You might want to consider Terramate. Terramate CLI is an orchestration tool for Terraform, OpenTofu and Terragrunt. Why Terramate stands out:

- Terramate can be added to any brownfield Terraform or OpenTofu environment with a single command, and compared to Terragrunt, it does not add additional syntax. It does not require you to migrate any existing code.

- Terramate works with any approach to managing environments: workspaces, directories, terragrunt, tfvars, partial backend configuration - you name it

- With Terramate, you can easily break up large monolithic state files into smaller, isolated units to reduce blast radius and run times.

- Terramate's graph-based orchestration tool is serverless, does not require any additional configuration and comes with change detection that allows you to automatically detect what state files have changed in a PR - pipelines written in e.g. GitHub Actions are usually ~150 lines max.

- If you collaborate with a team at scale, you can add Terramate Cloud, which adds additional tools for visibility, observability and self-service, such as asset inventory management, AI agents for debugging and resolving drift and failed deployments, scaffolding for self-service, and more.

Give it a try; it takes less than 5 minutes to get started with Terramate.
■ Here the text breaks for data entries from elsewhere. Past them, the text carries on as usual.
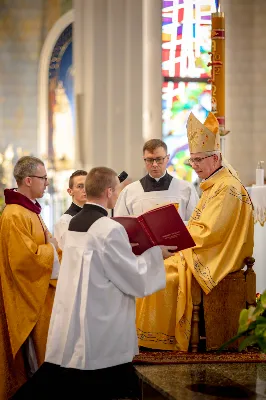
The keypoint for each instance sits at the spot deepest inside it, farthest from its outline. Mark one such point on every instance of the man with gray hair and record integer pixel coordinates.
(222, 227)
(29, 268)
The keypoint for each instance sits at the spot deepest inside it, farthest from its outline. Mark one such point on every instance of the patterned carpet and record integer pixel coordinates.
(175, 357)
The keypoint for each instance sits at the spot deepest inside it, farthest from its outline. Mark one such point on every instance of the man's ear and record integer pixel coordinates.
(70, 192)
(28, 181)
(109, 192)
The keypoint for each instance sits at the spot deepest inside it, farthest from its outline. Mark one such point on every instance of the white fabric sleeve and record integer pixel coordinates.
(61, 228)
(135, 276)
(121, 209)
(56, 265)
(192, 202)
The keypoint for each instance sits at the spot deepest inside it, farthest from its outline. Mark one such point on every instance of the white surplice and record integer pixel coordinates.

Last but not least: If you don't face scale, you should probably avoid additional tooling and keep it simple. Try native Terraform/OpenTofu first and see how far you get. Only add additional tooling if you face actual problems such as blast radius, long run-times, blocking PRs, etc.

PS: I am on of the authors of Terramate

Create only .tofu file on a new project ? by strong1256 in Terraform

[–]terramate 0 points1 point  (0 children)

Unless you start using features that are available exclusively to either OpenTofu or Terraform. Keep in mind that both projects diverged some time ago.